POPE, Diana L.1, HICKEY, James C.2, POPE, John P.3 and ROHS, C. Renee3, (1)Department of Geology/Geography, Northwest Missouri State University, 800 University Drive, Maryville, MO 64468, (2)Department of Geology/Geography, Northwest Missouri State Univ, 800 University Drive, Maryville, MO 64468, (3)Geology & Geography, Northwest Missouri State Univ, 800 University Dr, Maryville, MO 64468, s221247@mail.nwmissouri.edu

Arenal Volcano, Costa Rica, has continuously erupted basaltic andesites of bulk compositional uniformity over the last 35 years of its current eruption phase. These phenocryst-rich andesites contain plagioclase, clinopyroxene, orthopyroxene, spinel, titanomagnetite and may also contain olivine. Individual crystals usually have compositional zoning and mineral inclusions that represents different crystallization environments as ascending mafic magma becomes more andesitic through assimilation of country rock, fractionation and mixing. Plagioclase phenocrysts are the most common (68% abundance) and are texturally and compositionally complicated, ranging from An94 to An55. They have mottled to “flat” cores with overgrowths of oscillatory zoning that may exhibit reverse zonation.
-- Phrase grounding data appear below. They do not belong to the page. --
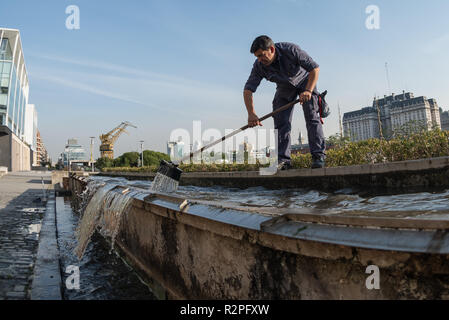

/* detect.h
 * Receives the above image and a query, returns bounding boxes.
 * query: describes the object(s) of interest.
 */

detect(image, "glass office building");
[61,139,88,166]
[0,29,30,137]
[0,28,36,172]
Clinopyroxene phenocrysts (8% abundance) are also compositionally complicated and show complex oscillatory zonation and inclusions. Most have Fe-rich outer rims. Orthopyroxene phenocrysts (12% abundance) show little compositional variation, but most have inclusions and some degree of oscillatory zoning. Most show Fe-rich outer rims. Olivine is rare (<1%) and occurs as orthopyroxene rimmed phenocrysts or as inclusions in clinopyroxenes. Spinel usually occurs as inclusions in clinopyroxene phenocrysts, but may occur as individual phenocrysts. Groundmass (10%) consists of residual glass, with microlites and microphenocrysts of mainly plagioclase, with lesser amounts of clinopyroxene, orthopyroxene, and titanomagnetite. Thus the individual phenocrysts reveal a very complex nature to the generation of magmas in individual eruption events that the whole-rock composition does not.